So I must find $f(z) = u(x,y) + v(x,y), \ \ f(0)=1$ if $v(x,y) = 2x^3 - 6xy^2-4xy+2x$
$$\frac{\partial v}{\partial x} = 6x^2-6y^2-4y +2 \\ \frac{\partial v}{ \partial y} = -12xy -4x \\ f'(z) = -12xy-4x + i(6x^2-6y^2-4y+2) \\ \int-4z+i(6z^2+2) dz = -2z^2+i(2z^3+2z) + C \Rightarrow \\ f(0) = 1 \Rightarrow C =1 \\ f(z) = (-2x^2+3x^2y-2y^2) +i(-4xy+x^3+xy^2) $$
It is visible that the imaginary part is not equal to the given $v(x,y)$ function.
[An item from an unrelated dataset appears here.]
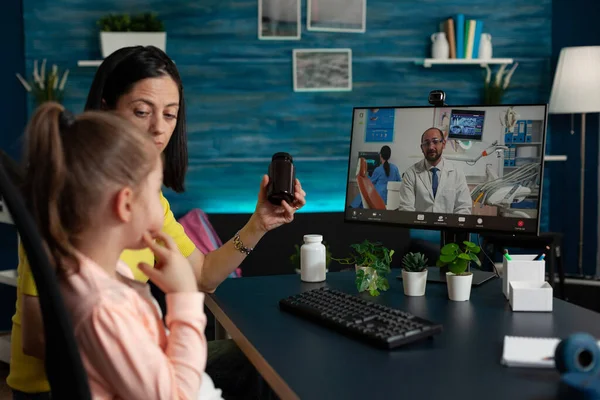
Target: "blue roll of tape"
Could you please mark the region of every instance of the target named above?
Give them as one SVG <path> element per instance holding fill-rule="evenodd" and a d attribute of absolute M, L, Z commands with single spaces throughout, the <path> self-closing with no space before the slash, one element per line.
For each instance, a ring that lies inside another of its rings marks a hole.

Where is my mistake?
You got the right answer: $f(z)$ is $-2z^2+2iz^3+2iz+1$ indeed. And\begin{multline}2(x+yi)^2+2i(x+yi)^3+2i(x+yi)+1=\\=-6 x^2 y-2 x^2+2 y^3+2 y^2-2 y+1+i(2x^3-6xy^2-4xy+2x).\end{multline}So, again, yes, you got the right answer.